Churches Combat Modern Slavery

Chances are good that within 100 yards of most locations in London, someone being held in some form of slavery. A new app will help people stay alert and be aware of the various guises modern slavery takes.

Car washes are notorious for using slave labor, according to church charities waging a new campaign. The Safe Car Wash app is the brainchild of the Anglican Clewer Initiative and the Roman Catholic Santa Marta Group.

Estimates of people held in slavery in Britain vary widely. An estimated 18,000 people are exploited as car-wash employees. While many of these businesses are legitimate, some threaten workers and trap them in modern slavery.

The app pinpoints the location of questionable car washes. It shows indicators of modern slavery: signs can include workers lacking appropriate protective clothing and shoes, and people in forced servitude often appear nervous and withdrawn.

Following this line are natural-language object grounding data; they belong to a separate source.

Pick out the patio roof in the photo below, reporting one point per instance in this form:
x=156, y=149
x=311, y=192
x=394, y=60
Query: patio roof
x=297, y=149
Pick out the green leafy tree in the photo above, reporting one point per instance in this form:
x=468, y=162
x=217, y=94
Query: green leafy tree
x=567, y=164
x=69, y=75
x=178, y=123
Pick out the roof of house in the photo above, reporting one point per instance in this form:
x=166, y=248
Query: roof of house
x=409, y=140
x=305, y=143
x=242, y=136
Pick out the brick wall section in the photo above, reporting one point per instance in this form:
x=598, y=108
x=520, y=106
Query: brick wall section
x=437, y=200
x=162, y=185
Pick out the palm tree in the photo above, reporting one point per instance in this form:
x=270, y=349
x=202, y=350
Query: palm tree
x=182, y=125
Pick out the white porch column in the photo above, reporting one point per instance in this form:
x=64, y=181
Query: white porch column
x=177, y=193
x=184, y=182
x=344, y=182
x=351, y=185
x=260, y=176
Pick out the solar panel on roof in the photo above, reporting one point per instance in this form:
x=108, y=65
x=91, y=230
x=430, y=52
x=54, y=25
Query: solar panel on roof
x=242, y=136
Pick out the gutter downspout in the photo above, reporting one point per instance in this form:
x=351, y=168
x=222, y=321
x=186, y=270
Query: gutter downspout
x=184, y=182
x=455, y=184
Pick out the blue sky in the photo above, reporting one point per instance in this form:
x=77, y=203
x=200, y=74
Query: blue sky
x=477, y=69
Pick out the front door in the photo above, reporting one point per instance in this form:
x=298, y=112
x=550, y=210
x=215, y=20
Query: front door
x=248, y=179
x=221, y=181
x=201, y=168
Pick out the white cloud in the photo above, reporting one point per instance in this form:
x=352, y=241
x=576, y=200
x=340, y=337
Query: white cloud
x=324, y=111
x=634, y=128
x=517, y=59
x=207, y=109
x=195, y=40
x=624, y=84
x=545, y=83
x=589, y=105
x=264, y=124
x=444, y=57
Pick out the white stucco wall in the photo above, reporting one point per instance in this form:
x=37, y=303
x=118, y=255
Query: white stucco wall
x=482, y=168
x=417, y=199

The app helps users link to the Modern Slavery Helpline. Data from the app is shared with the National Crime Agency and the Gangmasters and Labour Abuse Authority.

Modern slavery takes many forms in the United Kingdom. Young women from countries like Albania can be lured to London by prospects of well-paid work. These women are locked up, beaten, and starved until they agree to become sex workers.

Nail salons often enslave attractive young women who have been trafficked. Church people need to be alert to cases of domestic servitude. A typical case may be a young African woman. She may attend church, seated between two adults and never allowed to mix with other worshipers. In fact, she may be held in domestic servitude, perhaps by members of her extended family based in London.

London’s metropolitan slavery unit receives 1,600 referrals each year. It has warned that modern slavery in Britain is burgeoning. In the days of William Wilberforce’s campaign against the international slave trade, to secure someone for the transatlantic slave trade would have cost £20,000 in today’s money. Today, £150 will cover the cost of a one-way airline ticket from many European cities to London.

The Salvation Army has long fought exploitation of women as sex workers. It helps former sex slaves obtain new identities and vocational training. In 1885, it worked with journalist W.T. Stead of The Pall Mall Gazette, who is often hailed as the founder of investigative journalism. He was jailed under a technicality, having purchased 13-year-old Eliza Armstrong with the intention of setting her free. His campaign eventually led to raising the age of consent for girls from 13 to 16.